В Германии начало этого процесса относится к 70-м годам XVIII в. В это время в немецких университетах, в противовес традиционным шумным и грубым студенческим корпорациям («буршеншафтам»), возникают тесные дружеские кружки молодых людей, объединяемых общими интересами, чаще всего – художественными, и личной привязанностью. Таковы, например, геттингенский «Союз рощи», лейпцигский кружок литературной молодежи, группировавшийся вокруг поэта К. Ф. Геллерта. Сначала такие кружки складывались вокруг какого-либо старшего поэта, выступавшего в роли наставника и советчика молодых. Позже они становятся объединениями сверстников. Так, младшему из членов «Союза рощи» было 19, а старшему – 25 лет.
Вместе с изменением состава и структуры дружеских кружков менялась и их эмоциональная тональность. Первые такие кружки культивировали настроения коллективного веселья. Их идеал – быть «другом всего света», свобода от опеки старших. Причем вольное «мужское братство» как якобы специфически «немецкое» явление противопоставлялось «французской изнеженности».
Более поздние кружки имеют уже иную настроенность. Веселая групповая дружба уступает место интимному союзу избранных сердец. «Томное адажио сентиментализма» сделало главным символом сердечной близости сострадание и слезы. Юноши последней трети XVIII в. льют слезы над каждым письмом, над каждой книгой. Плачут, созерцая природу, встречаясь или прощаясь с другом, плачут от разделенной и от неразделенной любви. Молодые люди упиваются собственной чувствительностью. «Слеза сближает друзей»*),– записал юный Фридрих Шиллер в дневник своему другу Фердинанду Мозеру. А вот как описывается встреча друзей – взрослых женатых мужчин – в популярном в то время романе Жана Поля (Ф. Рихтера) «Зибенкэз»: «...и когда Фирмиан вошел в их общую комнату, освещенную лишь угасающей алой зарей, его Генрих обернулся, и они молча, с поникшей головой, упали друг другу в объятия и пролили все горевшие в их душах слезы. Но то были и слезы радости, и они положили конец объятиям, но не прервали молчания»*).
Эта выспренность стиля и слезливость нашим современникам кажутся такими же манерными и неискренними, как эпистолярные излияния гуманистов. Но в конце XVIII – начале XIX в. форма дружеского общения была именно такой. Недаром это был «век чувствительности».
Поскольку романтизм возник в Германии, некоторые исследователи склонны считать романтическую дружбу специфически немецким явлением. Но стиль дружбы молодых людей той эпохи, насколько о нем позволяет судить их переписка, дневники и т. д., не обнаруживает особенно заметных национальных различий (другое дело – индивидуальные вариации).

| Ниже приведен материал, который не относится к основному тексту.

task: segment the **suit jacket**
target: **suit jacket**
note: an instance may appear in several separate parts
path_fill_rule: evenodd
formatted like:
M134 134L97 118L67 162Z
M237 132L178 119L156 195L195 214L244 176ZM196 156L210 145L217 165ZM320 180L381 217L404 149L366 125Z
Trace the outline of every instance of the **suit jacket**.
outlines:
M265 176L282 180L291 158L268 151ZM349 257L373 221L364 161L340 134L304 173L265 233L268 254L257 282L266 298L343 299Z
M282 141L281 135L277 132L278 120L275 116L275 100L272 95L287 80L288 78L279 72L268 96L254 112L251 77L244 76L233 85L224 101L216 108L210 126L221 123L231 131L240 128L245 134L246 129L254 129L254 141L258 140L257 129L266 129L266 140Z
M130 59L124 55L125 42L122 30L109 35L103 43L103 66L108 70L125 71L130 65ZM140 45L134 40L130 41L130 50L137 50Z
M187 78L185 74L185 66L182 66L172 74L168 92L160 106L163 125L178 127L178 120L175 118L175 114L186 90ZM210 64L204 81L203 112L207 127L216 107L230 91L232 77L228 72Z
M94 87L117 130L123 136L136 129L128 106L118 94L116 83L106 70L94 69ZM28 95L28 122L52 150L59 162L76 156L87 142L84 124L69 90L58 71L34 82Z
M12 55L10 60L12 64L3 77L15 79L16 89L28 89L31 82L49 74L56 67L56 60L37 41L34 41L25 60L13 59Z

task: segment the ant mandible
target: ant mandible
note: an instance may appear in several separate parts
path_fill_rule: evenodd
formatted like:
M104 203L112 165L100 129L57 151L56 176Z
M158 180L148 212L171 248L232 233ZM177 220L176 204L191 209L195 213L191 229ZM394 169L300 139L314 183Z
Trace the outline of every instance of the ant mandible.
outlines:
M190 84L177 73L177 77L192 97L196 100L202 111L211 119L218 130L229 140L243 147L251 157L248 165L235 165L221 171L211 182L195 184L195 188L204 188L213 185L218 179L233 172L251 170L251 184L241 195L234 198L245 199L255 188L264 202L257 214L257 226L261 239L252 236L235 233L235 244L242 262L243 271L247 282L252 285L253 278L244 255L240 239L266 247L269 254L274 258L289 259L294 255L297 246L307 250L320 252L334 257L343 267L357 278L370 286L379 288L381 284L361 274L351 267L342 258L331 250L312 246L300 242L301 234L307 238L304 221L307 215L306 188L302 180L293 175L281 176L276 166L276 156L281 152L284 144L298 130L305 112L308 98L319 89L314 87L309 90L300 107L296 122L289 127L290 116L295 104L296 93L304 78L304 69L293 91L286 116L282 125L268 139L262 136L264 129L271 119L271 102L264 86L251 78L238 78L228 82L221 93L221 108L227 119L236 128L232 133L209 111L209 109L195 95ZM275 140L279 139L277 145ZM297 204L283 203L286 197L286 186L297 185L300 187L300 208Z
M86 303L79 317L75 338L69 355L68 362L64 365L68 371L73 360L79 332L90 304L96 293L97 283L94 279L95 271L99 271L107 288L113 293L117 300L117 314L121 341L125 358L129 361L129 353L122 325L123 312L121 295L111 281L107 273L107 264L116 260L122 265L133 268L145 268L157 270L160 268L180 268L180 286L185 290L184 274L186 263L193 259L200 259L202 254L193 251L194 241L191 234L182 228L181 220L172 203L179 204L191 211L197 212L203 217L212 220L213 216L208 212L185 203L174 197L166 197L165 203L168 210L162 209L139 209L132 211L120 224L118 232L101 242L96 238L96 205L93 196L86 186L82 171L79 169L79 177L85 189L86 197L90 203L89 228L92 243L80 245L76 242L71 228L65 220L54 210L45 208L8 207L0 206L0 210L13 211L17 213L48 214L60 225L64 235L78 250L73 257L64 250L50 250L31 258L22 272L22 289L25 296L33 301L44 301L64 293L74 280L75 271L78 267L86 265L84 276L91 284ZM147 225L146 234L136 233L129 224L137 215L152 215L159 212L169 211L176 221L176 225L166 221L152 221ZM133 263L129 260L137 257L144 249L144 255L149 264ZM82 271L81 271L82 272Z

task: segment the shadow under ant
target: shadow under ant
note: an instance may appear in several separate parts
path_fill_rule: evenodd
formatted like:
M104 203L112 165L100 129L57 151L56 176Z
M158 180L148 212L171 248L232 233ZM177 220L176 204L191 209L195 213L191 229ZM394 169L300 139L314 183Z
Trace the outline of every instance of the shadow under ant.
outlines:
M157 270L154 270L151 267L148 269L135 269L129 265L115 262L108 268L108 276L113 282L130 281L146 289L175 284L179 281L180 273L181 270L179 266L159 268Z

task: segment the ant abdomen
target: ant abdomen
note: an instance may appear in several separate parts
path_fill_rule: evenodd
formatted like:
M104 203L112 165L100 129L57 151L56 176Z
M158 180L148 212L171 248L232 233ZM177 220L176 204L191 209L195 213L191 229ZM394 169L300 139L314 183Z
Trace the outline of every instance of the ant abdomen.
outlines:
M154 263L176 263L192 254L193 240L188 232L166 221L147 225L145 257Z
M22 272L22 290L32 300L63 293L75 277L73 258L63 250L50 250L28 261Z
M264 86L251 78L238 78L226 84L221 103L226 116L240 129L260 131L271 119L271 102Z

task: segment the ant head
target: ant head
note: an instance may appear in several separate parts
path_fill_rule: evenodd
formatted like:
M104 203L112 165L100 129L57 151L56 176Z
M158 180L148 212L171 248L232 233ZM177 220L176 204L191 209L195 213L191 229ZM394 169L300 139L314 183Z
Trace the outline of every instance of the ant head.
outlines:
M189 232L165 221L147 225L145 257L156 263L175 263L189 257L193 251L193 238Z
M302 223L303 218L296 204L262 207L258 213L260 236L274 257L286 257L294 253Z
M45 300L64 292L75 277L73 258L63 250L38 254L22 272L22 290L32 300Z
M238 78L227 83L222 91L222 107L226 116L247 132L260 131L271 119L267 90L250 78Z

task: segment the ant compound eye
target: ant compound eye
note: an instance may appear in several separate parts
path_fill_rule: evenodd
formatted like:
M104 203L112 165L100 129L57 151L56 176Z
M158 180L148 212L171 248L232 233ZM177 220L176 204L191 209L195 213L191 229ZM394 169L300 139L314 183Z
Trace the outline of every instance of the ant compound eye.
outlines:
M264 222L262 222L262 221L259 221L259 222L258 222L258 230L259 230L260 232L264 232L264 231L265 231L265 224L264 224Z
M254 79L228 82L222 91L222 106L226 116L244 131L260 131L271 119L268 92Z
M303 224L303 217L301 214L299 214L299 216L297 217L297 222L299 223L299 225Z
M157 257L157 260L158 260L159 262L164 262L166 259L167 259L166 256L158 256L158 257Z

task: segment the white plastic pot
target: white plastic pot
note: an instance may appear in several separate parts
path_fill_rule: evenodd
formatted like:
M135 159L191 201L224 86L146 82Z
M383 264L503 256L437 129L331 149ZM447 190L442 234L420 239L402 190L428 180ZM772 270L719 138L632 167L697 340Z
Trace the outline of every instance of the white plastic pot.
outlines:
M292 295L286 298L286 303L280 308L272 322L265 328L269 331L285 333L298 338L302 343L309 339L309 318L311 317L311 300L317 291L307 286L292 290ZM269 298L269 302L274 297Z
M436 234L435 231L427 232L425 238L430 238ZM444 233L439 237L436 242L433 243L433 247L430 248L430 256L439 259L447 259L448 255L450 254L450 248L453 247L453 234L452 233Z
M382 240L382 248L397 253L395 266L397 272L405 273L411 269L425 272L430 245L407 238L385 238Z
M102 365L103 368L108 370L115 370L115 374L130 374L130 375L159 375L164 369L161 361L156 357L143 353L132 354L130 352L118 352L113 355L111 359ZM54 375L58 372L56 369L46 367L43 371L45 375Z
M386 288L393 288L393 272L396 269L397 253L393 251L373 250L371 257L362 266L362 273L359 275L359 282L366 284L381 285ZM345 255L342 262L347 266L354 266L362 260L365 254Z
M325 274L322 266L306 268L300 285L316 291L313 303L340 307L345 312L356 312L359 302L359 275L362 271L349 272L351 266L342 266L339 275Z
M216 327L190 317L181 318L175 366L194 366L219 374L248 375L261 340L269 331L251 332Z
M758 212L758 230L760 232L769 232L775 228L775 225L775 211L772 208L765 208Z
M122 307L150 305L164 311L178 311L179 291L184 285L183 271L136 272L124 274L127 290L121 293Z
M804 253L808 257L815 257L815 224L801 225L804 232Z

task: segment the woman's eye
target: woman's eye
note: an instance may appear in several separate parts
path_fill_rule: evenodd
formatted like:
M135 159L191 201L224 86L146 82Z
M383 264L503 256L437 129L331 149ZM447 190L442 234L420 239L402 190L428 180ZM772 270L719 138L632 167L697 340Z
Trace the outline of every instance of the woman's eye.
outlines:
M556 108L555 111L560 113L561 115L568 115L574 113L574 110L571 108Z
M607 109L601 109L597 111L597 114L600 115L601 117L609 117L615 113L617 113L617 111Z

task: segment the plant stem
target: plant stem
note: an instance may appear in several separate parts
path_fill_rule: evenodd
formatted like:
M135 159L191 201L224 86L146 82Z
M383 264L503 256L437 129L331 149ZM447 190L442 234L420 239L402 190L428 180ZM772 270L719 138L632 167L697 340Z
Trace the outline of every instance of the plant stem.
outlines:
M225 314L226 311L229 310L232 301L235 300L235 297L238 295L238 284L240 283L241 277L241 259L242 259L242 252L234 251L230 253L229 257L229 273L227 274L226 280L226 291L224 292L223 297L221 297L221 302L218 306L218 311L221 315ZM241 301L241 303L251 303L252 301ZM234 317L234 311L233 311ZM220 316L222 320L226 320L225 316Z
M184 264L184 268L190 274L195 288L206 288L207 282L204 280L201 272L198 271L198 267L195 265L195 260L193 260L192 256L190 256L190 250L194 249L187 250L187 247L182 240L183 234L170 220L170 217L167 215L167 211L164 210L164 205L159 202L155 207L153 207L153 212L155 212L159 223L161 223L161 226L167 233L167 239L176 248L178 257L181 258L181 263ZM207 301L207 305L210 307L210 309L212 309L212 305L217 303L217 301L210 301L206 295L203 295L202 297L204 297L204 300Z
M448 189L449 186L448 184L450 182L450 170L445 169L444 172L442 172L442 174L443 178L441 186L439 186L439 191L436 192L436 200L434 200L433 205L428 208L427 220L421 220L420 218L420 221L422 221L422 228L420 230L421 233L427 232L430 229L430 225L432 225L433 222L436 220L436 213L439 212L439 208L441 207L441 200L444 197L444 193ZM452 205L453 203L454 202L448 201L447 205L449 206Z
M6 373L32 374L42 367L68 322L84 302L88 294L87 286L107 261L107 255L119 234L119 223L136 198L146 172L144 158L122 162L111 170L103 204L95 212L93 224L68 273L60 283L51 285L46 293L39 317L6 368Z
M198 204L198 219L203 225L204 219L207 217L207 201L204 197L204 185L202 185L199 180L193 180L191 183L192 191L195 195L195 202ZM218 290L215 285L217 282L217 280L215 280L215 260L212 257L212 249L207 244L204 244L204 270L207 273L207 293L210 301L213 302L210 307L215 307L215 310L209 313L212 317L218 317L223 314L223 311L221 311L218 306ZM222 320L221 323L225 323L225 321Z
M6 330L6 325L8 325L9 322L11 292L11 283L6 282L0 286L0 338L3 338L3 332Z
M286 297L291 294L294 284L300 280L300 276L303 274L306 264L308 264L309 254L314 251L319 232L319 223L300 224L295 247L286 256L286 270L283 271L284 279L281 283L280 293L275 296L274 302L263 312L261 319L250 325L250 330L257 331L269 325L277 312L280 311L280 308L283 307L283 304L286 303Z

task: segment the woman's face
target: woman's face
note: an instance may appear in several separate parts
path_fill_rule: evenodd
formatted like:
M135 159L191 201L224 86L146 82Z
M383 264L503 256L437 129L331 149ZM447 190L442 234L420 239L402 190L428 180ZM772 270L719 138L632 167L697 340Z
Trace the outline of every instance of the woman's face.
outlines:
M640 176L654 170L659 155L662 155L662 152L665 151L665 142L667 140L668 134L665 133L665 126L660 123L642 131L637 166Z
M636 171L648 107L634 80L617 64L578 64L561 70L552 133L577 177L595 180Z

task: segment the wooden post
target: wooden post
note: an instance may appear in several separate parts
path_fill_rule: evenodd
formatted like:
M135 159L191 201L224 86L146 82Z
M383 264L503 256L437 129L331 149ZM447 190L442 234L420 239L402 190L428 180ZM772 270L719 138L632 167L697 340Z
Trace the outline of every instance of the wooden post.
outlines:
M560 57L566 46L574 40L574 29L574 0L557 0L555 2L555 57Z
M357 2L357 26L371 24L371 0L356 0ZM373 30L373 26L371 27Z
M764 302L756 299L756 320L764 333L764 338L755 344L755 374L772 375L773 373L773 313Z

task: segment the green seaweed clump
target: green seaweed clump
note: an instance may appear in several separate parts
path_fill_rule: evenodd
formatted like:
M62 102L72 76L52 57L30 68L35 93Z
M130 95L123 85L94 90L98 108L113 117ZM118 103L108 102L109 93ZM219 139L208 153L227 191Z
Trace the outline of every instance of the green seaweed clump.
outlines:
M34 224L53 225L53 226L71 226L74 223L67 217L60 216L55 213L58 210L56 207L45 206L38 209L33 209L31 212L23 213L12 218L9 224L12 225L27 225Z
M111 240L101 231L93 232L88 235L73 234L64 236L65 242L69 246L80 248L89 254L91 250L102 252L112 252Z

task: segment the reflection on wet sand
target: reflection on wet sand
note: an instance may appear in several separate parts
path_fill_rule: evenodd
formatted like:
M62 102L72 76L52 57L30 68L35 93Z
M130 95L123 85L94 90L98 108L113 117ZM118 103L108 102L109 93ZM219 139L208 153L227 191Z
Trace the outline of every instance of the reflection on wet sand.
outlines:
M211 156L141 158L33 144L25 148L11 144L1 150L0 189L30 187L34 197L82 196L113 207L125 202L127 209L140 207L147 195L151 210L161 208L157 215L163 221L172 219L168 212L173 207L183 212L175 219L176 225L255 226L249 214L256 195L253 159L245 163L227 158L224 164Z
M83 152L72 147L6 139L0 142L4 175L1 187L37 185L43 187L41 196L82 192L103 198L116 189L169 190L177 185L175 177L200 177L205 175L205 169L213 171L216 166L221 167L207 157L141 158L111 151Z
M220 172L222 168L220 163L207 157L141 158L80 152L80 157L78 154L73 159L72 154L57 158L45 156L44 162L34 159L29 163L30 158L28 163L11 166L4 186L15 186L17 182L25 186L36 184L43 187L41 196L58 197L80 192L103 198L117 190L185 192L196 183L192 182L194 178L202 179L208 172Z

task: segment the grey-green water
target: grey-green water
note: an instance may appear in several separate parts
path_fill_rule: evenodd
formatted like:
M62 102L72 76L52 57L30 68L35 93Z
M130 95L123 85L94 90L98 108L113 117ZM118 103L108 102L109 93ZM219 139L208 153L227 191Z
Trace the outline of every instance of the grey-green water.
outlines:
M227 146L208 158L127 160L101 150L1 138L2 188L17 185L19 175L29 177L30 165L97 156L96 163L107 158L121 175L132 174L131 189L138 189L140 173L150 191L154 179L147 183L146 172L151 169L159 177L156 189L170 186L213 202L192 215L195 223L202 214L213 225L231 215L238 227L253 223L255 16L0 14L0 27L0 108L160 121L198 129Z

Один из апостолов романтической дружбы в немецкой литературе – Жан Поль своим личным идеалом считал дружбу английских просветителей Дж. Свифта, Дж. Арбетнота и А. Попа.
Эволюция стиля дружеского общества русской литературной молодежи начала XIX в. напоминает аналогичный процесс в Германии конца XVIII в.
Молодой В. А. Жуковский в дневниках и переписке определяет дружбу как главную жизненную добродетель, пишет о своем желании «сделаться достойным дружбы». Для него дружба «есть все, только не в одном человеке, а в двух (много в трех или четырех, но чем больше, тем лучше)». Высшей похвалой себе он считает, если о нем скажут, что «он истинный друг»*).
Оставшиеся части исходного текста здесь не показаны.